Each November, a bunch of international industry pros brush up on their French and head to Montréal to brave the Canadian winter while being treated to four days of showcases from acts from across Canada, and a few beyond. While this year saw unseasonal warmth (“summery,” as one festival staff member described the ten-degree torrential rain on Friday afternoon) the artists on show were predictably génial. Here are five favourites from across the festival.
Like if Dream Wife’s raw early sounds had taken in French pop, or Bikini Kill were less punk and more new wave, this Montréal supergroup of sorts take the scratchy, belligerent side of post-punk and imbibe it with gnarly guitars and unbridled fun in equal measure. Their mid-afternoon set turns L’éscogriffe into a sweaty basement, a simmering energy propelling them on as vocalist Éliane Viens-Synnott channels Wednesday Addams’ dance moves while stabbing her synth erratically.
One hint to Les Shirley’s musical lineage comes courtesy of the fact that two of them - bassist Sarah Dion and drummer Lisandre Bourdages - also play in NOBRO; another, that the trio (completed by vocalist Raphaëlle Chouinard) supported Foo Fighters back in the summer. With the relentless pummel of hardcore punk, Lisandre barely breaking a sweat while making it happen, cues are taken from all corners of rock - a Green Day-like chord shuffle here, a Smiths guitar lick there. With big choruses and Raphaëlle’s vocal uncannily like Carrie Brownstein turned up to eleven, their set is a riot.
Ontario newcomer Billianne may have gone viral for her Schitts Creek-inspired cover of ‘Simply The Best’ - her studio release of the song currently has over 35 million streams on Spotify - but during her all too brief set at NOMAD, it’s her own material (standout, ‘Towers of Sequin’, her ode to Toronto) that shows why she’s been the name on most Canadians’ lips all festival. The headline is, naturally, her one-in-a- million voice; velvety and soaring, think early Adele videos for a similar likeable, unassuming presence. Her skill, though, lies in knowing precisely how to use it, not afraid to retreat to a speaking whisper when her songwriting - itself whipsmart and with a fine way around a chorus - demands.
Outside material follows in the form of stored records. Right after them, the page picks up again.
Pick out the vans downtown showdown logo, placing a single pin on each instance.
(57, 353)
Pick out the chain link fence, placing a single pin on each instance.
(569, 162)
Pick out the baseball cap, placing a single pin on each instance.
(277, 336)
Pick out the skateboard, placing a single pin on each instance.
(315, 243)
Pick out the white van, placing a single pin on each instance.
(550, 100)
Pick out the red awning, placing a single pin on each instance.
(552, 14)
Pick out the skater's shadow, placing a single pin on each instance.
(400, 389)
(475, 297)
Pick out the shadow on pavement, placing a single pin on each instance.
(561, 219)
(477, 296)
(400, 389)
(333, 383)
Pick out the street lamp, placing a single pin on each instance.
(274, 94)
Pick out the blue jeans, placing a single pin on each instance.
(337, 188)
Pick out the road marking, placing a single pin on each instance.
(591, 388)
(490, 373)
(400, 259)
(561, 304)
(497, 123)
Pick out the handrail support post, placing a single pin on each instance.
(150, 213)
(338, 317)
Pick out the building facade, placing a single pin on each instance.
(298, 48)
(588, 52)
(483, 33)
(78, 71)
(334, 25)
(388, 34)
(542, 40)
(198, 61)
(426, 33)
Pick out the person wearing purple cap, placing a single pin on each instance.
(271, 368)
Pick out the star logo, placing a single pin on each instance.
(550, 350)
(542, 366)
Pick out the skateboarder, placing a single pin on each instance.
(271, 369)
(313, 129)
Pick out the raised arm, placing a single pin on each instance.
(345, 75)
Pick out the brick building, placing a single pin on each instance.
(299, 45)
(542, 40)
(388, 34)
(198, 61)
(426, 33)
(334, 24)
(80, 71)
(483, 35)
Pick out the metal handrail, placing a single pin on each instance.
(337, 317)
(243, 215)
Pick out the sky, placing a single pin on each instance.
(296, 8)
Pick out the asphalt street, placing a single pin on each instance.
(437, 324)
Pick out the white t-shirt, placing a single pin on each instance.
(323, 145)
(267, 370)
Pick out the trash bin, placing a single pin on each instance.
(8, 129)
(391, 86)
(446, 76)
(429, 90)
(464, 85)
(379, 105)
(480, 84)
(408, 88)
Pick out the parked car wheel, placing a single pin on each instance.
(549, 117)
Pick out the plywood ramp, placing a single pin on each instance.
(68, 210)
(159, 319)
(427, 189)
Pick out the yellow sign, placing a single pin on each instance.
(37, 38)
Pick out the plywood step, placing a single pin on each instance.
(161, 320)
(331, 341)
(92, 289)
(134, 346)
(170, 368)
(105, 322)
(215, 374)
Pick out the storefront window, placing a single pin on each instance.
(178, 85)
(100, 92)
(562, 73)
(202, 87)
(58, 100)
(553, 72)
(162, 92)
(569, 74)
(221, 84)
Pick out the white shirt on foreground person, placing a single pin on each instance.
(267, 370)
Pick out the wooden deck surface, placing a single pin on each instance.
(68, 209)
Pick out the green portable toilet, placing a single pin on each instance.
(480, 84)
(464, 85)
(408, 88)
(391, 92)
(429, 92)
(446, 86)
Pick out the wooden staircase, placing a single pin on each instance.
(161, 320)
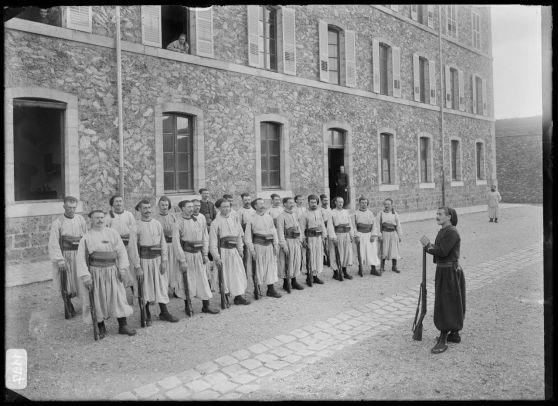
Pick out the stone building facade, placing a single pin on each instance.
(519, 159)
(268, 99)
For those of us unaware of Mattmac’s credentials going into his opening night set at Ausgang Plaza, his intro, with sampled audio of others extolling his musical virtues, does the job. “You’re beautiful,” he says, addressing the crowd, with a wry smile. “And that’s coming from a blind person.” On the surface, the Oji-Cree artist, who grew up on the Garden Hill First Nation in Manitoba, showcases a solid set of commercially-viable trap and emo-pop; it’s not a long shot to predict a huge hit in his future. But delve deeper, and the producer is also using his songs to share his stories: “When I wrote this I was walking on the reservation / Now they can’t say that we not up in the conversation,” for example, goes ‘Isolation’.
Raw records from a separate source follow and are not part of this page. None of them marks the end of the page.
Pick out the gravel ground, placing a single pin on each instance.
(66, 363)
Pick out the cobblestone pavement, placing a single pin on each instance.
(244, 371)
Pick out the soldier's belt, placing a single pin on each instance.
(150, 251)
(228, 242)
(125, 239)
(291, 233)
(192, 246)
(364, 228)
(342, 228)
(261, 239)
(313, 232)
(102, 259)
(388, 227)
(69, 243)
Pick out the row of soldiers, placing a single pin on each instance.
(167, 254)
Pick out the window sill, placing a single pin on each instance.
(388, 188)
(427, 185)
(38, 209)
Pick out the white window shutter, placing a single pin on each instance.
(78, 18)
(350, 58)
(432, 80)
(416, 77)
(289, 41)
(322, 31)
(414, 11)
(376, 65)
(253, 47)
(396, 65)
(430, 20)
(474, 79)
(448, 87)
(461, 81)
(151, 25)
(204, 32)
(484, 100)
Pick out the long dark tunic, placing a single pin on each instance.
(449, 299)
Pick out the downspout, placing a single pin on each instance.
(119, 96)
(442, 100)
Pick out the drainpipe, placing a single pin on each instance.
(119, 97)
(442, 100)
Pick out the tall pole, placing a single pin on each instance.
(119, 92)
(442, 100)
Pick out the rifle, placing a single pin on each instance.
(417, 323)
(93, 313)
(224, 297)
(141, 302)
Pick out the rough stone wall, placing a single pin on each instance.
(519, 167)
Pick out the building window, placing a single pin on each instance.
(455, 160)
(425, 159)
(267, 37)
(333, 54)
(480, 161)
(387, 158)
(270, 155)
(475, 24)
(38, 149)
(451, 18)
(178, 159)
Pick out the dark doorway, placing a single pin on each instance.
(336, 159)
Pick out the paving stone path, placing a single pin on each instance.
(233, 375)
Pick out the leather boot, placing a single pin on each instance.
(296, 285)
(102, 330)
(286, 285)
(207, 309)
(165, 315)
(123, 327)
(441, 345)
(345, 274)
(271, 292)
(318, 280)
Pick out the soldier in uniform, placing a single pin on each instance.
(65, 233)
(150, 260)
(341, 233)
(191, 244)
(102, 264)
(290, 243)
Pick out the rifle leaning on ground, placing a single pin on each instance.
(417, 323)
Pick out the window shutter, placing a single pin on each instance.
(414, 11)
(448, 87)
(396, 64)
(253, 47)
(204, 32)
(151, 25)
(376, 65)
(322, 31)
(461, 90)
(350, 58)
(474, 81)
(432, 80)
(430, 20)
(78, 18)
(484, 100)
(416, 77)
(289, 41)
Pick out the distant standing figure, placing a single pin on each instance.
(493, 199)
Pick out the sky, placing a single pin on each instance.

It’s no easy feat to go full-pelt on stage when the majority of the audience is keeping themselves to the balcony bar area on opening night at Théatre Plaza, but Innu singer-songwriter Kanen manages to do just that, eventually dragging audience participation out of the assembled industry types to boot. The most immediate number of her set, which veers between alt-pop and folky indie while always remaining excitingly off-kilter, comes via ‘Fuck That Shit’, on which she makes full, spiteful use of the English titular phrase for added oomph.